People Are Not Always Rational
Finally, people aren't particularly rational about risk. Shortly after the shootings at Virginia Tech, I wrote in this column:
"Ironically, FBI statistics show that the murder and non-negligent manslaughter rate in the United States has been steadily falling since 1993, from 9.5 per 100,000 people in 1993 to 5.6 in 2005. College and universities are even safer. In 2005 there were 5 murders and non-negligent manslaughters on campus out of a population 6.3 million students. The resulting 0.08 per 100,000 students is less than 2% of the national average....Stated differently, even if an event like the one at Virginia Tech were to happen every year, a student is far more likely to be murdered while home on summer vacation than on campus during the academic year."
And how much traction did that argument have with concerned parents? Were our subsequent activities to develop prevention and response plans based on a structured cost-benefit analysis? No. They were based on the concerns of students and their parents.

Common Sense?
I am an avid spreadsheet user; at last count there are more than 1,865 of them on my computer. But reality is sometimes summarized by that often-quoted line, "Life is not a spreadsheet." Reducing a complex problem to single number or ratio is not easy or necessarily good policy.
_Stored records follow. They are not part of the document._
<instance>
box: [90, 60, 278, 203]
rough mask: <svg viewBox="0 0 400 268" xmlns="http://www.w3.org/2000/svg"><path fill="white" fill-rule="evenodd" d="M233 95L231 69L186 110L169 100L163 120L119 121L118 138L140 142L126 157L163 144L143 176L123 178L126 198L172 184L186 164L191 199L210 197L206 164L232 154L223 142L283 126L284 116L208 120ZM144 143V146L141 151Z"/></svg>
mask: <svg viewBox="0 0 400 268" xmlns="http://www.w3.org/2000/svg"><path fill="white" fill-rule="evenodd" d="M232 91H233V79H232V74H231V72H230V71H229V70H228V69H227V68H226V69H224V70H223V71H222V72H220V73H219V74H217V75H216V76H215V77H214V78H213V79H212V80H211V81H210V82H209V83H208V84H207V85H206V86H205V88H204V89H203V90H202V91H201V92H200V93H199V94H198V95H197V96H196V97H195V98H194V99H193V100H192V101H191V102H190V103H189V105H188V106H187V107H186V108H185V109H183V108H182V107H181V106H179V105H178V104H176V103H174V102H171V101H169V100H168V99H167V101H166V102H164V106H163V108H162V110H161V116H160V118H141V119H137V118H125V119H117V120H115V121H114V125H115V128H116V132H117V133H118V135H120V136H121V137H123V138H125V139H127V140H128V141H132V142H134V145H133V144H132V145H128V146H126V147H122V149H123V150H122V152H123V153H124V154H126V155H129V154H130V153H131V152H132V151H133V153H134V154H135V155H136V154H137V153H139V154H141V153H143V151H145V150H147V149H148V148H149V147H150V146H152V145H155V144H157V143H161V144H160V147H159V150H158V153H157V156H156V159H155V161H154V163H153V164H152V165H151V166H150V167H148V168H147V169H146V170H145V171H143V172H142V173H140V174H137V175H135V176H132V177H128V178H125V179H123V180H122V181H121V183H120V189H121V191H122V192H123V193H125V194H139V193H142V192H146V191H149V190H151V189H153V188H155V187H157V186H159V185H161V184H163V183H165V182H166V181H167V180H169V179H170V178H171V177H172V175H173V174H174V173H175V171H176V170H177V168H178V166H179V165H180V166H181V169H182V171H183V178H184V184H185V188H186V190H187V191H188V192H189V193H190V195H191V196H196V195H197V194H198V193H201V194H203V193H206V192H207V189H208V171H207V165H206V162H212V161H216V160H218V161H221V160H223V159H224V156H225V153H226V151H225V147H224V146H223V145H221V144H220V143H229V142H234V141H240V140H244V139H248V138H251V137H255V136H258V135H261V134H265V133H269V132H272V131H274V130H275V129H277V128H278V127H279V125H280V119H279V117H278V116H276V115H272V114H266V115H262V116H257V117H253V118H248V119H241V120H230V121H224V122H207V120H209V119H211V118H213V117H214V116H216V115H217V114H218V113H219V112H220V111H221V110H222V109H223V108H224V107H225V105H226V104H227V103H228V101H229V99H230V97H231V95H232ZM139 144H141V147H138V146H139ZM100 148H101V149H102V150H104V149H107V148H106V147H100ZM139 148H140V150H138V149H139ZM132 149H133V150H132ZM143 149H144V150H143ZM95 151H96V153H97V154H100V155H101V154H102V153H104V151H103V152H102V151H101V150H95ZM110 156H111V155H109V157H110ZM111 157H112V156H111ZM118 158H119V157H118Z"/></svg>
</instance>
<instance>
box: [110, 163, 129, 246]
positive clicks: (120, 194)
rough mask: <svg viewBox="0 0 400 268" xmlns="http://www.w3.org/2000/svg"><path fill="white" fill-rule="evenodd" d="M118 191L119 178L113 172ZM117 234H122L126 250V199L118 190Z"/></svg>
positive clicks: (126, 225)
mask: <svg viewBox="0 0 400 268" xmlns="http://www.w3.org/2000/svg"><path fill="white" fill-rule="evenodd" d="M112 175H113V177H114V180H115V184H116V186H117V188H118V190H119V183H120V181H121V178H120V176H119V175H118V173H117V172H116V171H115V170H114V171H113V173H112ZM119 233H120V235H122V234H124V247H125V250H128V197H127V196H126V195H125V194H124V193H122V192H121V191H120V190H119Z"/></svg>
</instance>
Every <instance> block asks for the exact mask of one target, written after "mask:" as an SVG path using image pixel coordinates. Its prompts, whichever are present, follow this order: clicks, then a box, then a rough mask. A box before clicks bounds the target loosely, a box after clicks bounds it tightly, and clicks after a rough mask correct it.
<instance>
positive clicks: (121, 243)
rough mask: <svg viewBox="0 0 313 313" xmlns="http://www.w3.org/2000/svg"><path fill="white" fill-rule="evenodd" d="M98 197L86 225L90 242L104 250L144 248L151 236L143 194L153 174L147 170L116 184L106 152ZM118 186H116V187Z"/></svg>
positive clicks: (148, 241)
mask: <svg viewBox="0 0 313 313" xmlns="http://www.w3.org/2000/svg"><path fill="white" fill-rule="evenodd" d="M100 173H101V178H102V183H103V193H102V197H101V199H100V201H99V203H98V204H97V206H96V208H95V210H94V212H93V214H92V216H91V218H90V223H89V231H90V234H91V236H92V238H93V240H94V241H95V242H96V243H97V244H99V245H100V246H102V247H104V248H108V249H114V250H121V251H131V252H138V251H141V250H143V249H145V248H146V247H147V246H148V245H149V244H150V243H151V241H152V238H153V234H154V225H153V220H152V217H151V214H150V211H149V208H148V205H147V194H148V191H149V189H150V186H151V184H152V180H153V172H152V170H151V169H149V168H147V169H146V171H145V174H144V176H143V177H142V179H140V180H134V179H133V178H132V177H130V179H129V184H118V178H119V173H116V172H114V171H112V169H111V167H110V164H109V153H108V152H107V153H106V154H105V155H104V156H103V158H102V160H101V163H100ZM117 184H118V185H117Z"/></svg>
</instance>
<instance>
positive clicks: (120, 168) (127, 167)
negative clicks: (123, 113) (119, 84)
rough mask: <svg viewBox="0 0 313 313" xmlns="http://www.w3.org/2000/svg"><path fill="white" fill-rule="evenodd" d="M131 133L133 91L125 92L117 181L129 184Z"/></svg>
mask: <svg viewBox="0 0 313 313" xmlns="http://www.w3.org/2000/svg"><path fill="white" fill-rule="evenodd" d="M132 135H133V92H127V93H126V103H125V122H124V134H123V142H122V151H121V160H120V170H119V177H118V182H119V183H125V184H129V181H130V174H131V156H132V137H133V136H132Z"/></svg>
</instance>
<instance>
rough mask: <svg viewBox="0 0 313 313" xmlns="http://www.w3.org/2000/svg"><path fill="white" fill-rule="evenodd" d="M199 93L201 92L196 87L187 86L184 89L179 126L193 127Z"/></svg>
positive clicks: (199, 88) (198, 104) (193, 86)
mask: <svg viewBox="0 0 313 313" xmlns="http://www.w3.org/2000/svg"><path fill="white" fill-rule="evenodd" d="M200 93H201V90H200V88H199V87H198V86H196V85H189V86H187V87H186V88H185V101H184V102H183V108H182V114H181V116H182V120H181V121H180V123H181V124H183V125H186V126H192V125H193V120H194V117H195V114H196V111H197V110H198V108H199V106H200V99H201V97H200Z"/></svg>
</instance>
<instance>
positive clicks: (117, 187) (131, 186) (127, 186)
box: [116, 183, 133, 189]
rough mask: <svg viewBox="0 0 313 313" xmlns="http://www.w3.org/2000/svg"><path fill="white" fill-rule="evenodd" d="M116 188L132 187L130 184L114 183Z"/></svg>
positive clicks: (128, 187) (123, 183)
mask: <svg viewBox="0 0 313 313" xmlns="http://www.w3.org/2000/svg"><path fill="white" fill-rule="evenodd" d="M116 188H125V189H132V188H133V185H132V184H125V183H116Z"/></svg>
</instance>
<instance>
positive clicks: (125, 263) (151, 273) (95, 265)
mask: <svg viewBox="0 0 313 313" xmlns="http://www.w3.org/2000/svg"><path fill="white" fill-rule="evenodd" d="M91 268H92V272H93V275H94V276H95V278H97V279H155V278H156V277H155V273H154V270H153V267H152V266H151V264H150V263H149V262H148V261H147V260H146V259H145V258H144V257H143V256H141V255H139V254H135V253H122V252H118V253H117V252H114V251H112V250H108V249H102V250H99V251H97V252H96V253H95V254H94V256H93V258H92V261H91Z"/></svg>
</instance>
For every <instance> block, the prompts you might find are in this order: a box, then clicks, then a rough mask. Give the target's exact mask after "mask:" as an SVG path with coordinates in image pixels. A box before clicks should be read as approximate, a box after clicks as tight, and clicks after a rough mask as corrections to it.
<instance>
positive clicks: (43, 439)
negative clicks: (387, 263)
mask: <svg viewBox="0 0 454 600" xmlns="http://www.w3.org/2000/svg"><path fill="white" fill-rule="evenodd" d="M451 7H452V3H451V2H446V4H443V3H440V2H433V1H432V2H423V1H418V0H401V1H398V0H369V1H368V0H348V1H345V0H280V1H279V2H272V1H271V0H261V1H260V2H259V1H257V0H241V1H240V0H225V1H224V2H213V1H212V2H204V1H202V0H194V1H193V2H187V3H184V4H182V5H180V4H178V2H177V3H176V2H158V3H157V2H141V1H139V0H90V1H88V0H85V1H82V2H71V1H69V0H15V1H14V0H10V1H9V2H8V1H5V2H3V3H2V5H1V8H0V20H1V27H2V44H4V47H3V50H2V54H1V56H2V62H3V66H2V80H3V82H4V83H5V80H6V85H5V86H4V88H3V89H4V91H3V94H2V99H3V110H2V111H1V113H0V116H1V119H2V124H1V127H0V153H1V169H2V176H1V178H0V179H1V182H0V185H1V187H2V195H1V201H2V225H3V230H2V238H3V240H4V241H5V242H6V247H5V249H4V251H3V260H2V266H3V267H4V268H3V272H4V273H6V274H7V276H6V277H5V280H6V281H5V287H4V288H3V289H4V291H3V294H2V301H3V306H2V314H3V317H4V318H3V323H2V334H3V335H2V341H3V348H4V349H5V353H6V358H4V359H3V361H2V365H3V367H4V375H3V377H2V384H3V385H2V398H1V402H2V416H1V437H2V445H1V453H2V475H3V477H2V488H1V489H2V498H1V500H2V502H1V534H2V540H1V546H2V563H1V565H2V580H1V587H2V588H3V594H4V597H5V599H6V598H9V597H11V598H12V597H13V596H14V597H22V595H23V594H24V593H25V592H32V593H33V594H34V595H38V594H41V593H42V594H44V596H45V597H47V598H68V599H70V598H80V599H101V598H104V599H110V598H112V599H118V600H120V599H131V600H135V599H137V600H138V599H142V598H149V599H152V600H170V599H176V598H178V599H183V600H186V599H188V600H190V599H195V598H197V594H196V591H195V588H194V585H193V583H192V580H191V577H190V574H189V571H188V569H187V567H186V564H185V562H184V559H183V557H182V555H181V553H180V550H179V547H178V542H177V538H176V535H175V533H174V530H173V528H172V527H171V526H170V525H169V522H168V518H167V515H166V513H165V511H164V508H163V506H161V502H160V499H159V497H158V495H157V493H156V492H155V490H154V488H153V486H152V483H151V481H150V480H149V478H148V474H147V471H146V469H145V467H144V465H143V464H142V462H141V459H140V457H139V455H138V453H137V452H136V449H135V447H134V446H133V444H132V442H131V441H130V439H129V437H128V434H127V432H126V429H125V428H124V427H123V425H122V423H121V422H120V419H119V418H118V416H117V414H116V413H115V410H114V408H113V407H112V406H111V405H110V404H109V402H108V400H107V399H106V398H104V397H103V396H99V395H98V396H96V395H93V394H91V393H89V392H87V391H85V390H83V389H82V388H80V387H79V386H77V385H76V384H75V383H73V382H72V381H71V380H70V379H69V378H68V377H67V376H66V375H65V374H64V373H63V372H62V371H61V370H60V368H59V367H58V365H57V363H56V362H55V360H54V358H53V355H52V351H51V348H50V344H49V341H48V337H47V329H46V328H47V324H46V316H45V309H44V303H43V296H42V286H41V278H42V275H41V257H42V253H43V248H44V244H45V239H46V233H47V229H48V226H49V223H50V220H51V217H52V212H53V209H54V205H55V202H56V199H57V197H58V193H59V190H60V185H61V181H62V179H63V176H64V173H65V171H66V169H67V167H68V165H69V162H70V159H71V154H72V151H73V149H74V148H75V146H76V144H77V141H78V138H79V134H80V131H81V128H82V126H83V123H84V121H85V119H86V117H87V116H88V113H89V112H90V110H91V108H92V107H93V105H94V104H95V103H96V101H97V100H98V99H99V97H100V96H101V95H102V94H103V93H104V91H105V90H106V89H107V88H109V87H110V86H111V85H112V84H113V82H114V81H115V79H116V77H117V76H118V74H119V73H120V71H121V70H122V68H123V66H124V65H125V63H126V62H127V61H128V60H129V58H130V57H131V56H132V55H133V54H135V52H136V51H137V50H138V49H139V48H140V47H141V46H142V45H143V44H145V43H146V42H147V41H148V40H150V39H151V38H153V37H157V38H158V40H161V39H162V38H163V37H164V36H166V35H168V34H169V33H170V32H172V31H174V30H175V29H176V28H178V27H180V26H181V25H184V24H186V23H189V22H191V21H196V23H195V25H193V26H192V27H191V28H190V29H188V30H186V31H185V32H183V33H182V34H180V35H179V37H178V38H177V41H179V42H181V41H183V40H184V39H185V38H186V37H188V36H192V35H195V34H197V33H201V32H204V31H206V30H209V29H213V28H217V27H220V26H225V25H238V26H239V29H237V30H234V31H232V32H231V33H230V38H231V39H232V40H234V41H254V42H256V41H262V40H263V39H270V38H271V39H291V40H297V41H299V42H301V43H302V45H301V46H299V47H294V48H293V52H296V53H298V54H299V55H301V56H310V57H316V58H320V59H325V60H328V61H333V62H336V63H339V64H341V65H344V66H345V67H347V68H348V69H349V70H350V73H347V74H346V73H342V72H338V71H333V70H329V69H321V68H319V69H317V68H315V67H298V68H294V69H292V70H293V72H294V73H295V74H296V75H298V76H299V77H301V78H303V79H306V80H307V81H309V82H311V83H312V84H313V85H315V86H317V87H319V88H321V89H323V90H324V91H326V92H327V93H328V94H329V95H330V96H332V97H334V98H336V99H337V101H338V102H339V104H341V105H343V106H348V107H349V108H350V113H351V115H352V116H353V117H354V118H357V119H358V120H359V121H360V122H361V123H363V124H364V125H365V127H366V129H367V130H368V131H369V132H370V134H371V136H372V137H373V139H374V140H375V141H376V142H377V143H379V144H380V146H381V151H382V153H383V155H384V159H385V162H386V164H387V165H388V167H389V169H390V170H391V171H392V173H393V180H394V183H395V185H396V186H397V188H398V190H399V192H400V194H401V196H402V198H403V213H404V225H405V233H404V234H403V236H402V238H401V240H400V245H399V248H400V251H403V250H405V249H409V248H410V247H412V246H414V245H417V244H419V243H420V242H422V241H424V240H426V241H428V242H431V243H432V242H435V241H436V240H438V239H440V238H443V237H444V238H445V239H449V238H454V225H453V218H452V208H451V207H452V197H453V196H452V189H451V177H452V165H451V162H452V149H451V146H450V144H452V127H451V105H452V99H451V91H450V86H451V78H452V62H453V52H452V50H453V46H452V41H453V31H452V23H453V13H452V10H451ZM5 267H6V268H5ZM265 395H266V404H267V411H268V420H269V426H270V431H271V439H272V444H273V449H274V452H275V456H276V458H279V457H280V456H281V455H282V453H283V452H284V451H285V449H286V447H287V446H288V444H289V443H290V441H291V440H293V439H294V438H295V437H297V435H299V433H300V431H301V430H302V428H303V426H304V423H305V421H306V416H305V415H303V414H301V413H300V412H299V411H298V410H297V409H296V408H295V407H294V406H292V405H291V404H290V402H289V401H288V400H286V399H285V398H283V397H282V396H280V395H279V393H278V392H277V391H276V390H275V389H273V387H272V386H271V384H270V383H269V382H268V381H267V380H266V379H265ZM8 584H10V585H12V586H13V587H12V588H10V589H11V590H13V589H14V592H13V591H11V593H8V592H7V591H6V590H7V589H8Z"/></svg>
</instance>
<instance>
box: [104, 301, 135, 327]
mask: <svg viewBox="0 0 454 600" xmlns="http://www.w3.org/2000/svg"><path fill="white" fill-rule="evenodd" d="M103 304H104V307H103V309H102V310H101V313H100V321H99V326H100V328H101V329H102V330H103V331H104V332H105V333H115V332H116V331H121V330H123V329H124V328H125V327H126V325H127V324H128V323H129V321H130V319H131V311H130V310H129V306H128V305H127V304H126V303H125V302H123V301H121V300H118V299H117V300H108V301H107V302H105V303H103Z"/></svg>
On the other hand, we can't just fly by the seat-of-pants and rely on "common sense" either. The real world is complicated and common sense is frequently wrong as we seldom know all of the relevant details or understand the complex interactions and the human side of the equation. And sometimes, common sense can be shown to be mathematically flat out wrong. The "Monty Hall Problem," a sophisticated statistical concept named after the old TV show "Let's Make a Deal" hosted by Monty Hall, is a famous illustration that common sense is sometimes nonsense.

Simplistic analysis frequently falls short, complex analysis is just that, and common sense isn't always up to the task. This leaves us with a need for quantitative analysis, tempered with a healthy dose of common sense, and a clear understanding that "common-sense" is sometimes nonsense. Sounds a lot like a committee with a couple of vocal skeptics.